Its already Sunrise's trademark to have good characters. Both Infinite Ryvius and Scryed had great characters, Gundam Seed is no exception. Again, the show has a lot of characters, actually, so many that you might have trouble counting them. What's so good about them is that all of them have diverse personalities and actually "feel" like human beings. While there are both static and developing characters, all of them do a great job at what they are supposed to do. Main lead, Kira, undergoes one of the longest and substantial developments I have ever seen in a show to this date yet. Other characters like, let's say Cagalli, who starts as a very rash girl, Athrun, one of the most loyal soldiers of Zaft, and especially Fllay, who goes from a crybaby to a venomous avenger to a person worth of sympathy, have truly great development curves. Pretty much after every episode you can see minor changes in their personalities and perceptions. On the other hand static characters hold their ground firmly too. Through the whole running time of the show I was really interested in La Klueze and fortunately, my interest was fully satisfied. Finally, I found Lacus Clyne to be one of the best female characters in any show I have ever seen. While at first I underestimated her as an idealistic and unsophisticated songstress, I was pretty much left speechless at the latter half of the show when she finally shows her true colors (Her PVC figure stands proudly on the top of my desk presently).

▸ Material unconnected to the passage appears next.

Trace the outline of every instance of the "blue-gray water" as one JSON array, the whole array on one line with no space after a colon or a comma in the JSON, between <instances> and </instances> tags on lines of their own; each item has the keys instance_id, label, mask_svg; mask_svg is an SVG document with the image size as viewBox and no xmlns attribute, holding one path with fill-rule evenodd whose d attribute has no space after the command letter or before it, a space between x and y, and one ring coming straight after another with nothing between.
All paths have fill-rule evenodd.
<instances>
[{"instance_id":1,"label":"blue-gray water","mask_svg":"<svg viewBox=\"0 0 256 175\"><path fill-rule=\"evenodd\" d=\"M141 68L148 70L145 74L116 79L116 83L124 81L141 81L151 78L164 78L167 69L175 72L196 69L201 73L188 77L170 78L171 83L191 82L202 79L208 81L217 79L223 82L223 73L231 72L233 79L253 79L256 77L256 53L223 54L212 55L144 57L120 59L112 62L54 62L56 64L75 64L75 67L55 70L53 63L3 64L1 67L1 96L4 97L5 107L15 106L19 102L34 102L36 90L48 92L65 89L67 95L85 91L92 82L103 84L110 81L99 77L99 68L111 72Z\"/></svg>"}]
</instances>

The only thing I found slightly irritating in the characters department is that people like Ramius and Waltfield, are put into the shoes of military captains. Even though good and profound characters they are simply incompetent at leading an army. While Ramius is always making poor decisions influenced by emotions, Waltfield is simply too soft to be a commander. Who in their right mind would warn enemy encampment before a surprise attack? Even though I realize that this show does this intentionally, trying to make all characters on the 'good' guys side look kind and making them carry the anti-war message, I still find it quite ironical that Lacus Clyne, who is originally a songstress, is the most capable and competent person at leading the army.
Overall Rating: (8/10)
If you're a fan of mecha then this show is a must watch, though even if you dislike mecha, you shouldn't overlook it either. While I myself am not keen on mecha fights I enjoyed this show a great deal thanks to its profound, innovative characters and deep story. If you have enjoyed this, shows like Infinite Ryvius or other Gundams might be worth checking out.